Cooperation with the Tribunal

Notion(s) Filing Case
Judgement on Sentencing Appeal - 02.04.2007 BRALO Miroslav

Bralo claimed that his cooperation went beyond mere cooperation with the Prosecution and argued that he actually cooperated “with the wider aims of the International Tribunal itself”. At para. 37, the Appeals Chamber found:

37. […] While the jurisprudence of the International Tribunal has consistently identified cooperation under Rule 101(B)(ii) of the Rules primarily as cooperation with the Prosecution,[1] cooperation is not to be “construed narrowly and singularly”,[2] and Trial Chambers accordingly have the discretion to take other forms of cooperation into account by examining them under different headings: what matters is that Trial Chambers fulfil their obligation under Rule 101(B)(ii) to consider all mitigating circumstances before them.[3]

[1] See Momir Nikolić Judgement on Sentencing Appeal, paras 86 ff; Jokić Judgement on Sentencing Appeal, para. 88; Dragan Nikolić Judgement on Sentencing Appeal, paras 61 ff.

[2] Simić Sentencing Judgement, para. 111: “[C]o-operation should not be construed narrowly and singularly.

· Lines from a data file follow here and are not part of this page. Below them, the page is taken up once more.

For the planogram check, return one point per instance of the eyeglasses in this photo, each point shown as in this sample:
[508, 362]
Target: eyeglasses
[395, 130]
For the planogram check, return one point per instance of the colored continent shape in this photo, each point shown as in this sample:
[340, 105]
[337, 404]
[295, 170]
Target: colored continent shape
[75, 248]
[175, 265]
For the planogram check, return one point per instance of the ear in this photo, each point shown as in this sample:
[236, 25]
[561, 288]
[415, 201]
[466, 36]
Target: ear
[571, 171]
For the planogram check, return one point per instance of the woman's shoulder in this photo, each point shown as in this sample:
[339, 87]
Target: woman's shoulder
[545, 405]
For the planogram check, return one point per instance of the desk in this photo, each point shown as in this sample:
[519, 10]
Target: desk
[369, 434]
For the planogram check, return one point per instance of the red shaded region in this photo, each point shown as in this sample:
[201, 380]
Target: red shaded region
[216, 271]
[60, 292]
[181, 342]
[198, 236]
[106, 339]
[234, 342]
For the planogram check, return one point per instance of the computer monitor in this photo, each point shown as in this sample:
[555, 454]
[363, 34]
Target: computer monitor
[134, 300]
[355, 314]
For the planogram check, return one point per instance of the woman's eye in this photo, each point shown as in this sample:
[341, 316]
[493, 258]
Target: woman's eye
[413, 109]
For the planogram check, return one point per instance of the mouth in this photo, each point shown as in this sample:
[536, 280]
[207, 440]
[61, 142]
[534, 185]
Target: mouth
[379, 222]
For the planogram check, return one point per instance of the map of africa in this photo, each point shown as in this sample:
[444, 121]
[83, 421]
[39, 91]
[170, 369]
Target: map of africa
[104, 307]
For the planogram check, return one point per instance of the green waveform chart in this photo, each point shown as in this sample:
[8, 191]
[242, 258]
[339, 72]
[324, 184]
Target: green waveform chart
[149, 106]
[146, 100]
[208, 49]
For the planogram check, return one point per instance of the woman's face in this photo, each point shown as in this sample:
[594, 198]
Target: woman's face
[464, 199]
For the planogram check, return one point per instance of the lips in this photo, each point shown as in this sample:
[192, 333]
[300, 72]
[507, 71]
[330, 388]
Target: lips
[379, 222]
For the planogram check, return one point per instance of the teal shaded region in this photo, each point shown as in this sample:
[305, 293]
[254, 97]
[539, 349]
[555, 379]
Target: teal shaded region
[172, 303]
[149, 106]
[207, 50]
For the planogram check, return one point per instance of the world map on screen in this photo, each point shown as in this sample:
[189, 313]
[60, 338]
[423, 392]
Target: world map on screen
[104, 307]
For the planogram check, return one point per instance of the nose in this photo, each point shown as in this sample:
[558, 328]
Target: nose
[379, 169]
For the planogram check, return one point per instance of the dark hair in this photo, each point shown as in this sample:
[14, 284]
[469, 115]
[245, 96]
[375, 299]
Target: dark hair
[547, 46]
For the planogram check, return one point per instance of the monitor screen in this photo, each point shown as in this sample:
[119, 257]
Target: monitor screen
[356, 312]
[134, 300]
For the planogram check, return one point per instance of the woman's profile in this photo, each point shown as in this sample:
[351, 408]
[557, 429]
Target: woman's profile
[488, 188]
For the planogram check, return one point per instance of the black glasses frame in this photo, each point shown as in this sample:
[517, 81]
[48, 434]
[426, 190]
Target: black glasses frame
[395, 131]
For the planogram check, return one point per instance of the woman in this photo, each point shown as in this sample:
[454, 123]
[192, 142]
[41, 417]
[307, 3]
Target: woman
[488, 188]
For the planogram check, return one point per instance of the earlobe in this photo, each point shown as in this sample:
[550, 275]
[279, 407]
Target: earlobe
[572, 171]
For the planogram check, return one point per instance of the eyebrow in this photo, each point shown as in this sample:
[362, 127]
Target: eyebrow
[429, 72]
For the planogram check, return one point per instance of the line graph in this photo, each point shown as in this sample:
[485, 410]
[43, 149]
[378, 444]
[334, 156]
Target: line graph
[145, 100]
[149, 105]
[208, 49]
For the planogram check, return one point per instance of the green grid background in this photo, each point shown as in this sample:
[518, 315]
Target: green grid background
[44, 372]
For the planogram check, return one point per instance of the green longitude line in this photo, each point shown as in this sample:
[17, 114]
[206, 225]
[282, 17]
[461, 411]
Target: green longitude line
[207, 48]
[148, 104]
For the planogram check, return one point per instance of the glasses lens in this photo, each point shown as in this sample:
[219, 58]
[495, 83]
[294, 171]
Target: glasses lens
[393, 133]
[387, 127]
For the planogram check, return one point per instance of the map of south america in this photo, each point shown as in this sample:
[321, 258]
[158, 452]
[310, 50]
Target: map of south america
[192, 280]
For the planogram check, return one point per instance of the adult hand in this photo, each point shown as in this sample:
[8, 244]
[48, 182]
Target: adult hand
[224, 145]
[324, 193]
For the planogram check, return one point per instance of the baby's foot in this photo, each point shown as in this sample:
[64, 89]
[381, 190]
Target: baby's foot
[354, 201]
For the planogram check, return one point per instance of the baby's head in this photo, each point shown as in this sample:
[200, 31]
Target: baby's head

Rather, co-operation with the Prosecution can be found to exist where a defendant, through his or her actions, facilitated the timely presentation of the Prosecution’s case, as was the case when Milan Simić agreed to the use of video-link, thereby waiving his right to be present for his trial, as enshrined in Article 21(4)(d) of the Statute.”

[3] Deronjić Judgement on Sentencing Appeal, para. 149.